Enechionyia becomes pivotal player for Temple
He was the youngest player on the team, the only freshman on a veteran squad, but gradually, Temple's Obi Enechionyia gained traction.

He was the youngest player on the team, the only freshman on a veteran squad, but gradually, Temple's Obi Enechionyia gained traction.
Nobody on Temple's team, including graduating senior and all-American Athletic Conference selection Will Cummings, made a better lasting impression than Enechionyia, now a 6-foot-9 sophomore.
During the most pressurized of settings in a venue known as one of basketball's hallowed grounds, Enechionyia single-handedly kept Temple in the game in a 60-57 NIT semifinal loss to Miami at Madison Square Garden.
He set career highs with 17 points and five blocked shots. Enechionyia, who shot 5 of 9 from the field and hit all seven foul shots, also tied a career high with eight rebounds, all off the bench, in 27 dazzling minutes.
Enechionyia had kept the Owls in the game until teammate Quenton DeCosey's three-pointer at the buzzer just missed. That ended the season, but marked the start of a bright future.
Now, after Temple lost Cummings and Jesse Morgan, two of the Owls' top three scorers, Enechionyia will be expected to duplicate that NIT experience frequently during the regular season.
At the least, it provided some extra pep as he went through summer workouts.
"I think it was a really good segue into the offseason and gave me a lot of confidence," Enechionyia said after a recent practice. "It showed me the kind of player I can be every game, not just once in a while like last year."
The overall statistics didn't offer much to get excited about. But assessing Enechionyia's value last season, and now this year, takes further inspection.
He averaged 5.3 points and 3.6 rebounds in 18.4 minutes. Yet in some big games, he stepped it up. In Temple's 80-75 win over Memphis in the AAC tournament opener, he had nine points, three rebounds, and three blocked shots in 23 minutes.
Earlier in the season, he had eight points and eight rebounds in 19 minutes during a 77-52 win over then-No. 10 Kansas.
During the season he never played more than 28 minutes in a game, but he should seriously threaten that number this season.
Coach Fran Dunphy doesn't enter the season with a certain number of minutes he expects to play his newcomers. The players have to earn the time.
"I think he showed in increments that he needed to be out on the court," Dunphy said. "Toward the end of the season he really started to arrive and he might have been playing as well as anybody during the course of the NIT."

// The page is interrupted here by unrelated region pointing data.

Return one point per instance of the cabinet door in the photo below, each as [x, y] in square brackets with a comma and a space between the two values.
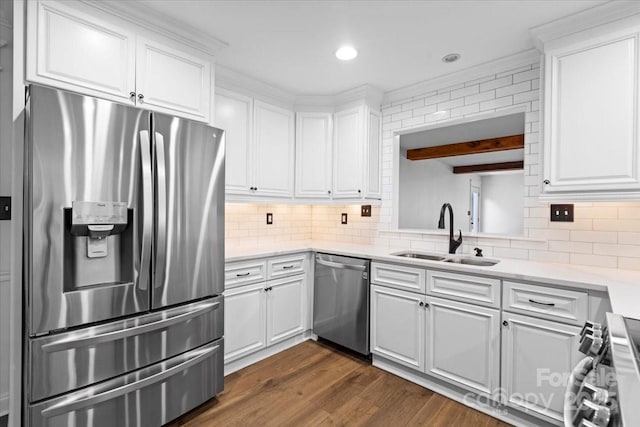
[463, 344]
[397, 326]
[244, 321]
[234, 114]
[373, 173]
[285, 308]
[591, 115]
[274, 147]
[537, 359]
[173, 79]
[313, 155]
[348, 153]
[70, 49]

Enechionyia, who is listed at 220 pounds, appears a little stronger this year, although he says he continues to work on his strength.
He also appears to have grown.
"I have been getting that question a lot, but I don't know," he said.

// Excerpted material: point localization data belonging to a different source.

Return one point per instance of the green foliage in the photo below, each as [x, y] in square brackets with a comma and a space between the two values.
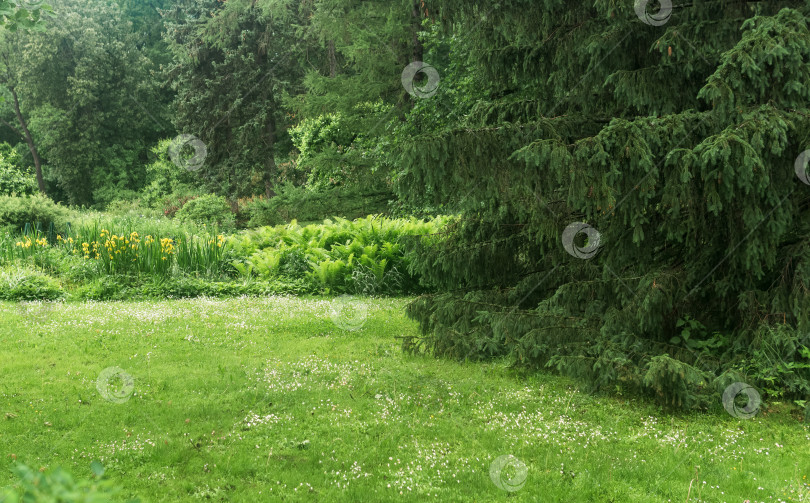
[57, 485]
[335, 151]
[305, 205]
[365, 256]
[16, 15]
[14, 179]
[236, 53]
[208, 209]
[86, 92]
[165, 179]
[18, 282]
[676, 143]
[16, 212]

He will also have a new look - he has grown a beard.
"It's something new and we will see how it goes," he said, laughing.

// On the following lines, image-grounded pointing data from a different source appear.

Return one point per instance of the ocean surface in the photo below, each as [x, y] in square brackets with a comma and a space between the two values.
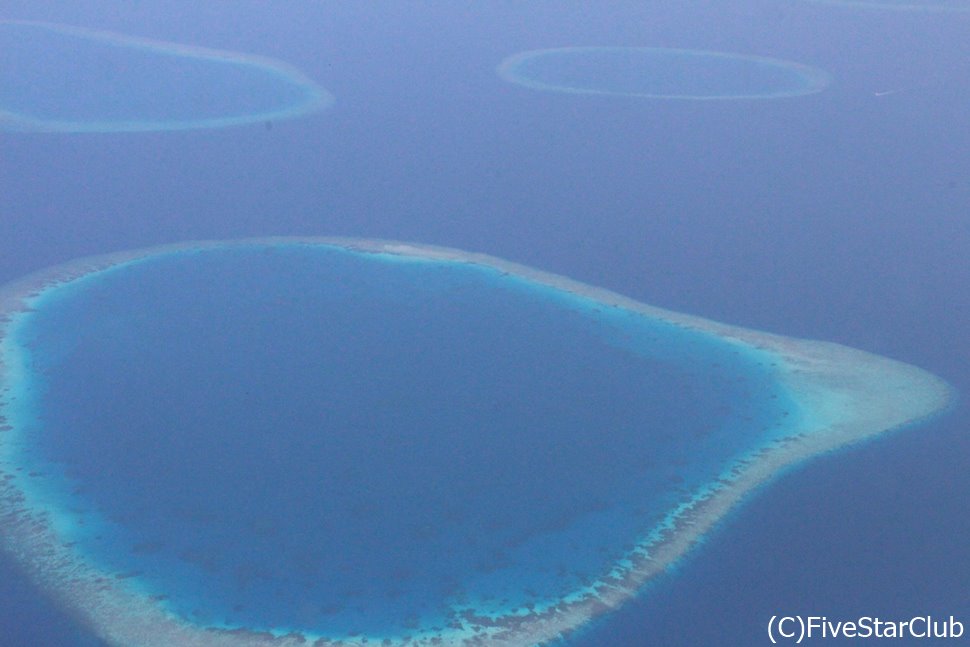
[839, 215]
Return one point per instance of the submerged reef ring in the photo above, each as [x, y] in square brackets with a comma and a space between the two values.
[927, 6]
[661, 73]
[832, 395]
[61, 78]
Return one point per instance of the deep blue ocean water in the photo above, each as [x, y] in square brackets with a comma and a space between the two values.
[839, 216]
[307, 438]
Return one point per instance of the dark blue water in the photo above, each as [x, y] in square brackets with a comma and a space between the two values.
[839, 216]
[308, 438]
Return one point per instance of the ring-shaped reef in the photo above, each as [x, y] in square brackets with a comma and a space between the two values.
[62, 78]
[355, 442]
[926, 6]
[661, 73]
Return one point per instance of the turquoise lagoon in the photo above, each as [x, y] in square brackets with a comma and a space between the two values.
[61, 78]
[338, 441]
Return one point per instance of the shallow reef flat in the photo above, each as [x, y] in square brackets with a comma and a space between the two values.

What else is new is that Enechionyia will be looking for more points in the paint, while increasing his marksmanship from distance. He is a true stretch power forward who can extend a defense with his outside shooting.
While he is a capable shooter, he hit just 27.9 percent of his shots from beyond the arc.
"Last year I shot 28 percent and that wasn't too good, so I focused on that throughout the offseason," he said. "I am a much better shooter than last year."
And Dunphy hopes that much better scoring is done in the paint.
"He needs to be a complete player because there are going to be some teams that will run him off that three-point line and he will have to figure out other ways he can get his shot and score for us," Dunphy said.
For emphasis, Dunphy added, "We need him to score for us this year."
One person who has been toughening Enechionyia up is 6-8, 240-pound senior captain Jaylen Bond.
"We play physical against each other, talk trash sometimes, just to make each other better," Bond said.
Enechionyia gives that 10,000-watt smile when his battles with Bond are mentioned.
"Jaylen is a good player and we like to get on each other all the time and it is a lot of fun," Enechionyia said.
He hopes his second season is the same. What Enechionyia won't forget is the final game of last season, in Madison Square Garden.
"I never really imagined playing that well in the Garden," he said. "It was hard to describe and I want to get back in that zone."